"[This is] more than a biography of one of the territory's leading citizens. It tells of the evolution of Alaska from territory to state, 1912—1959, and provides a vehicle for understanding the region's economic and social history during this little known but important period."
—Robert Spude, National Park Service
"[Hawley has] confirmed Dunkle's place in mining history."
—Robert Trennert, Arizona State University
Wesley Earl Dunkle arrived in Alaska in 1910 equipped with an optimistic belief in the transformative power of technology. A graduate of Yale's prestigious Sheffield Scientific School, Dunkle had managed copper mines for such captains of industry as J. P. Morgan and the Guggenheims. A pioneer in industries that thrust Alaska and the United States into the industrial age—mining and flying—Dunkle also developed the aviation company that would eventually become Alaska Airlines.
At the dawn of the twentieth century, Alaska was as important to the United States for its copper and coal as it is currently for oil and natural gas. Vast, disputed, and controversial, Alaska was also the land Dunkle came to call home.

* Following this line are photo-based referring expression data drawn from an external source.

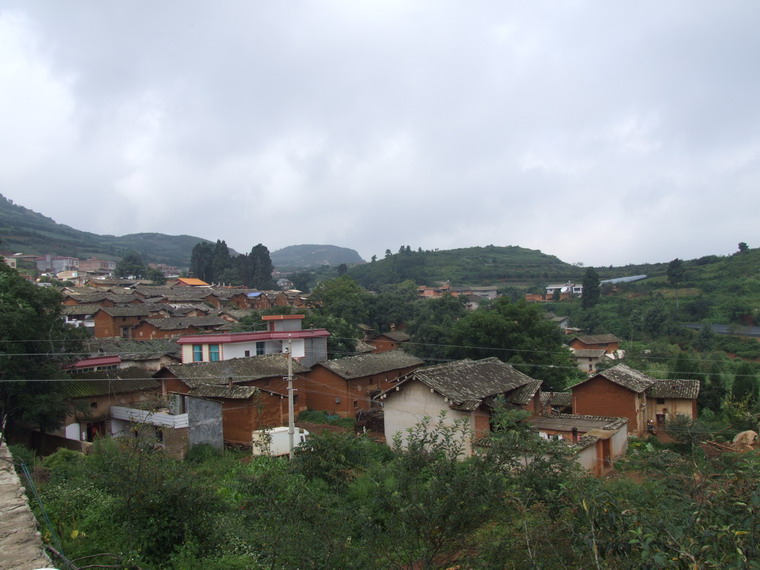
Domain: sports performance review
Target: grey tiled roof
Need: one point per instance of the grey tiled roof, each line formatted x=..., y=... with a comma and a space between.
x=628, y=378
x=566, y=422
x=181, y=323
x=466, y=382
x=589, y=353
x=524, y=394
x=130, y=349
x=114, y=381
x=685, y=389
x=371, y=363
x=239, y=369
x=597, y=339
x=129, y=311
x=83, y=309
x=398, y=336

The pages of Hawley's biography of this flying miner paint a vivid picture of the political and legal battles over resource management that were so critical to Alaska's history before and following statehood, and provides insight into the environmental, social, and economic changes wrought by the industrial expansion and development spanned by Dunkle's life.
An obvious choice for anyone interested in the mining industry, Wesley Earl Dunkle is also an important book for readers of Western history and biography, and for Alaskans interested in the engine of Alaska's economic development.